In certain embodiments, additional conductive strips 129 may be disposed on the surface of the monocular housing 107 on additional areas of anodized metal. Non-limiting examples would be two conductive strips 129 for remote gain control of an image intensifier, or additional conductive strips 129 for basic items like a mini USB connection for transfer of basic information to a thermal camera. Connections may also be made to an external image display.
In the embodiment shown in
As an alternative or in addition to putting the conductive strips 129 on the monocular housing 107 or movement features 110, the monocular 105 may incorporate spring-biased contact pins 121 which press on the eyepiece housing 104 for electrical contact. In such an embodiment, the interior of the eyepiece housing 104 may be plated with conductive material, resulting in an electrical connection from the monocular 105 to the eyepiece housing 104 and thence to the batteries or other power supply 109. In this embodiment, the interior of the eyepiece housing 104 does not need to be a conductive strip 129, although such a design is contemplated in other embodiments.
This monocular housing 107 also has the necessary focus features to allow for objective lens 119 to move relative to the input of the sensor. In this specific embodiment there are focus pin holes and pins 114. Finally, the monocular housing 105 has integrated into it focus stops 115 and seals 116 for environmental robustness.

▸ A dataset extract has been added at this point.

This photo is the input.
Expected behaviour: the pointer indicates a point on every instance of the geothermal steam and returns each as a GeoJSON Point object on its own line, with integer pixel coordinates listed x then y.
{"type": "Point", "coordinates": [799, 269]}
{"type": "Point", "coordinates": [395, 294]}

As pertaining to the objective lens 119, the objective lens 119 is a set of optical elements in an appropriately designed housing. The objective lens 119 includes the objective focus mechanism 123 for adjusting the objective focus relative to the input of the image sensor 108. In the exemplary embodiment, the objective focus mechanism 123 is at least one objective focus thread interference fit onto the objective lens barrel 124. A focus adjustment knob 127 mounted onto the objective lens barrel 124 allows a user to grasp and adjust the objective lens 119. The objective lens 119 also contains integral objective stops 125 and objective environmental seals 126.
One novel element is that the focus torque of the objective lens 119 is designed to be less than the focus torque of other parts of the optical assembly 100. In the prior art system designs, the focus torque was designed for independently for each lens. Because each rotated relative to a fixed housing it didn't matter if the required torque was stronger or looser than the eyepiece. However, in this case the focus operations run the risk of being lost without a deliberate attempt to make them distinct from each other. By way of non-limiting example, if the desired operation is for the eyepiece 102 to be focused first, then when the objective lens 119 is focused it is highly undesirable for the eyepiece 102 to move. Therefore, the two torques must be designed to be distinctly different so that when one focus is achieved it will not be lost when the other operation is attempted. The design features which allow independent focus may consist of, but are not limited to, O-ring materials with different durometers, significantly different O-ring compression, different joint designs, and other mechanisms which may be known in the art. Another embodiment uses different types of motion instead of different torques. One of the elements of eyepiece 102, monocular 105, and/or objective lens 119 focuses using linear translational movement (cam assembly or sliding slot) while another element uses rotational movement (helical threads) to focus.
It should be noted that O-rings also perform the function of environmental seals at the monocular/eyepiece interface. The O-ring glands 132a and 132b are also integral to the monocular housing 107. The O-rings 133 ride in the O-ring glands 132a and 132b and center the monocular 105 on the opto-mechanical axis of the eyepiece housing 104, seal the monocular housing 107, and provide the resistive force to differentiate the focus the monocular 105 with the eyepieces 102 and/or the objective lens 119. As used herein, any reference to O-rings 133 refers to any elastomeric ring having any type of cross-section. The objective lens 119 may be purged independently or simultaneously with the eyepiece 102 and the monocular 105.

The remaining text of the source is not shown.